Geoffrey Ogilvy

Personal information
- Full name: Geoffrey Littlejohn Ogilvy
- Born: 25 January 1906 Lewisham, London, England
- Died: 20 January 1962 (aged 55) Dreemskerry, Maughold, Isle of Man
- Batting: Right-handed
- Role: Batsman

Domestic team information
- 1936: Somerset
- First-class debut: 10 June 1936 Somerset v Sussex
- Last First-class: 30 June 1936 Somerset v Cambridge University

Career statistics
| Competition | First-class |
| Matches | 2 |
| Runs scored | 44 |
| Batting average | 14.66 |
| 100s/50s | –/– |
| Top score | 29 |
| Balls bowled | – |
| Wickets | – |
| Bowling average | – |
| 5 wickets in innings | – |
| 10 wickets in match | – |
| Best bowling | – |
| Catches/stumpings | 1/– |
- Source: CricketArchive, 20 March 2011

= Geoffrey Ogilvy =

English cricketer

Geoffrey Littlejohn Ogilvy (25 January 1906 - 20 January 1962) played first-class cricket for Somerset in two matches in the 1936 season. He was born at Lewisham in London and died at Dreemskerry, Maughold, Isle of Man.

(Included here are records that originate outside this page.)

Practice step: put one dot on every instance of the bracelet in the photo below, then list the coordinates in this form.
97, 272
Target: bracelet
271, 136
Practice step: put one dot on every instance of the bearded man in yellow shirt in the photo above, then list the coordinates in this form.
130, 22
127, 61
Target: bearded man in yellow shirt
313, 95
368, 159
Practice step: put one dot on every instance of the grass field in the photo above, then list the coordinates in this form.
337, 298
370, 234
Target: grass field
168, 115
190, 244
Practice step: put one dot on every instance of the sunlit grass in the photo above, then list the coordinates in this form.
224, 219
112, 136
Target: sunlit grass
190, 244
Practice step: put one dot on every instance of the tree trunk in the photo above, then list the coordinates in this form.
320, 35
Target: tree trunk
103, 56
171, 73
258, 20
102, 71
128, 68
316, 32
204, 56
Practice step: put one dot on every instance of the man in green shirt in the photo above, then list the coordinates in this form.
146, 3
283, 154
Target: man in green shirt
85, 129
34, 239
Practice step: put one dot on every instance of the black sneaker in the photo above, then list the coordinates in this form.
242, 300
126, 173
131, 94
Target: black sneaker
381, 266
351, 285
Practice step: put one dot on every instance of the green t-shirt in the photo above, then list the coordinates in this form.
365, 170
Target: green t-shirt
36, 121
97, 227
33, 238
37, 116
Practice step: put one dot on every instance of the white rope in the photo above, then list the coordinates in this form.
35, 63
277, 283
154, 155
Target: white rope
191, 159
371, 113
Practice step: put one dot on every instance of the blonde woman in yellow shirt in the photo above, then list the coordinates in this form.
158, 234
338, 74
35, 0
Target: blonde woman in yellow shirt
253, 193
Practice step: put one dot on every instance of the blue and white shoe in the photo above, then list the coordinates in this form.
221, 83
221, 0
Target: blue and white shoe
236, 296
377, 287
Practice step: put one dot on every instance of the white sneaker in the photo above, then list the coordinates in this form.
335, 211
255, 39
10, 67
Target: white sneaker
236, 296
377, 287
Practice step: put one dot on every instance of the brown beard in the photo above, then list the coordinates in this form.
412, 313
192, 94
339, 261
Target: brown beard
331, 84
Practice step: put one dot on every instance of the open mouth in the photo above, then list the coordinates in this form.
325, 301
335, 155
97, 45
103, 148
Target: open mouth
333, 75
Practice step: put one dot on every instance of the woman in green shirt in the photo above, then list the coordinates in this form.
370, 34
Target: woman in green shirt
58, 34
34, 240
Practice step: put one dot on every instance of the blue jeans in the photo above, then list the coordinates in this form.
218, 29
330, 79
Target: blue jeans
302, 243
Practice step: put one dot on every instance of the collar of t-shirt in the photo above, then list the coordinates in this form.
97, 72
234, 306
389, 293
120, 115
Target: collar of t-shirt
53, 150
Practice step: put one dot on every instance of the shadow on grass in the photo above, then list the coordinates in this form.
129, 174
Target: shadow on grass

Educated at St Bees School, Ogilvy was a right-handed middle-order batsman. He played in several Minor Counties matches for Dorset in 1931 and 1932. His two first-class matches for Somerset were both in June 1936. Against Sussex he batted at No 4 and scored 29 and 3. But later in the month he was at No 10 in the game against Cambridge University, scoring 12 in what was his last first-class innings.